First Light
- Genre: News
- Running time: 1 hour
- Country of origin: United States
- Language(s): English
- Syndicates: NBC Radio Network Westwood One
- Hosted by: Michael Toscano
- Original release: 1989; 36 years ago – July 29, 2022; 2 years ago
- Website: www.firstlightradio.com
- Podcast: audioboom.com/channels/4392091.rss

= First Light (radio program) =

First Light was a news program airing on numerous talk radio stations, syndicated by Westwood One, a subsidiary of Cumulus Media. The one-hour live program aired weekdays at 5:00 a.m. Eastern Time and was hosted by Michael Toscano. The show featured reports from ABC News Radio, as well as guest interviews, a call-in segment, and the short-form feature Last Night on The Tonight Show Starring Jimmy Fallon. A weekend version, The Week in Review, for airing on Saturday mornings, was also available to affiliates.

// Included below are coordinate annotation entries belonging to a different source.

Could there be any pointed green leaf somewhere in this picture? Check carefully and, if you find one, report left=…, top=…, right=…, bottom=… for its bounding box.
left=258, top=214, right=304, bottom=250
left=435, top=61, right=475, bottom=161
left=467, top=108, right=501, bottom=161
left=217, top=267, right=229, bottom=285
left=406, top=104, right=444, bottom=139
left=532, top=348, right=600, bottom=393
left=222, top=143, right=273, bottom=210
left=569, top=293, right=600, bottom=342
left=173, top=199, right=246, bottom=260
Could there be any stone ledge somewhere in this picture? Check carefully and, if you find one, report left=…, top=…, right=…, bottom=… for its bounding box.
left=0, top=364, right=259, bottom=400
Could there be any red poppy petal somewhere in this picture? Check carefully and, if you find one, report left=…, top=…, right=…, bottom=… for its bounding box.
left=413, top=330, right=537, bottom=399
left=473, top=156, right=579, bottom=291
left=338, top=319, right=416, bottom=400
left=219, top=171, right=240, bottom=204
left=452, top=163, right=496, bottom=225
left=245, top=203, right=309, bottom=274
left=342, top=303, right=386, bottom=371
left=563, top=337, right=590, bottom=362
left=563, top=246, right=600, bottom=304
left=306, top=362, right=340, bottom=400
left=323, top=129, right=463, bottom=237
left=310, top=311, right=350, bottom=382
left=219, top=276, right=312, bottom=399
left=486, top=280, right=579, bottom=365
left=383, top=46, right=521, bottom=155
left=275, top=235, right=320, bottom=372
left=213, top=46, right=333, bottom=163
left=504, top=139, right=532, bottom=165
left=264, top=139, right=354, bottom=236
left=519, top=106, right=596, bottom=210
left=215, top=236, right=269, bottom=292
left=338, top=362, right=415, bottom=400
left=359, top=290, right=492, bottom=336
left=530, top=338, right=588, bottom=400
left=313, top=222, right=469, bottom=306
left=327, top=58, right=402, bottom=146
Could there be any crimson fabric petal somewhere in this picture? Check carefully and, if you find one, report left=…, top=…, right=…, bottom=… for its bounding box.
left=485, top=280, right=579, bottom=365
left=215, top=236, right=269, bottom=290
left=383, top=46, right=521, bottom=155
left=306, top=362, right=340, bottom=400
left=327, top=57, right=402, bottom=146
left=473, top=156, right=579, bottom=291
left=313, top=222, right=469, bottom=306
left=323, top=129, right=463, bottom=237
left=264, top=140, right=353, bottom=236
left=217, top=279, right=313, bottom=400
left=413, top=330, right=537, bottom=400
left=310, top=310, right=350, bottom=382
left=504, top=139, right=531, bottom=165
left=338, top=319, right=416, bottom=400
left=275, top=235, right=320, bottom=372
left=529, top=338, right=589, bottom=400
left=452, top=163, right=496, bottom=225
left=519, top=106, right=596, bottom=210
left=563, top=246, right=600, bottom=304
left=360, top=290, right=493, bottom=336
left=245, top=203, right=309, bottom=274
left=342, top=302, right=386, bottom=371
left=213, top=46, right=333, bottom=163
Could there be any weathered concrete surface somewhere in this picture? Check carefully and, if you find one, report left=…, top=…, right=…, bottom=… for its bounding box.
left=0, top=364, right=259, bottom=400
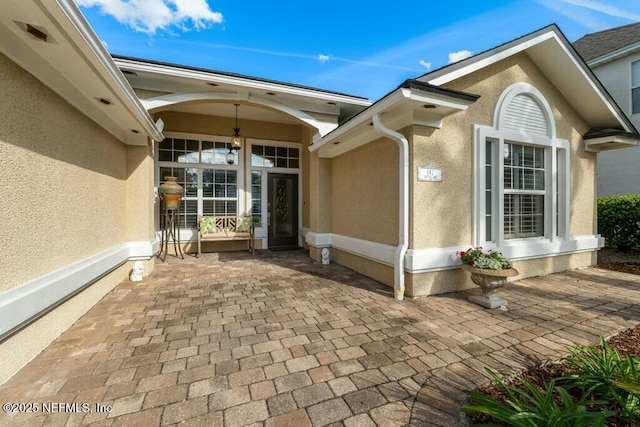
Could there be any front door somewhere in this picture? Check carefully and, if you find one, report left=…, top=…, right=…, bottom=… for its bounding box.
left=267, top=173, right=298, bottom=249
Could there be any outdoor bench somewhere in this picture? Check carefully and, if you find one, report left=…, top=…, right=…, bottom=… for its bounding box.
left=198, top=216, right=255, bottom=256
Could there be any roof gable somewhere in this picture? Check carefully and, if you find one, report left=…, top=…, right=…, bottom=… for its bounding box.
left=573, top=22, right=640, bottom=62
left=418, top=24, right=637, bottom=133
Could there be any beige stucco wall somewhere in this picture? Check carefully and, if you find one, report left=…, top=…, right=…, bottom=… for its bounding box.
left=410, top=54, right=596, bottom=249
left=405, top=252, right=596, bottom=297
left=0, top=51, right=134, bottom=291
left=331, top=138, right=399, bottom=245
left=0, top=55, right=154, bottom=384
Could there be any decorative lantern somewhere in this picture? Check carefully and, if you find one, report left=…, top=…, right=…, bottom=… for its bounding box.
left=158, top=176, right=183, bottom=210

Dirk Van was the show's longtime host from 1989 to 2015, with Evan Haning taking the hosting chores upon Van's retirement. In August 2018, Haning announced he would be stepping away from full-time hosting and Michael Toscano would replace him as host of First Light. Haning would continue to occasionally fill in as host.

An alternate one-hour Westwood One news program, America in The Morning, hosted by John Trout, continues to air at 5 a.m. Eastern Time. While the two broadcasts were separately written and anchored, some stories filed by field reporters were the same.

First Light was the last program that continued to use the original "NBC Radio" branding, via a short announcement at the end of the program and through the program's online and print logo (which included a "sunset orange" variant of the NBC peacock). Westwood One (known as "Dial Global" from 2011 through 2013), owns the remains of the original NBC radio network through its purchase of the original "Westwood One". When Westwood One retired the NBC News Radio news service on December 15, 2014, First Light was rebranded as a "Westwood One" program. Haning is also one of the anchors on the hourly Westwood One newscasts, airing on stations owned by Cumulus Media and other owners.

On June 30, 2022, Westwood One informed affiliates that it would discontinue First Light at the end of July, with America in the Morning being offered to stations as a replacement. In an interview with affiliate WPHM, Toscano noted that it was a business decision by parent company Cumulus Media and not a reflection on the show's performance.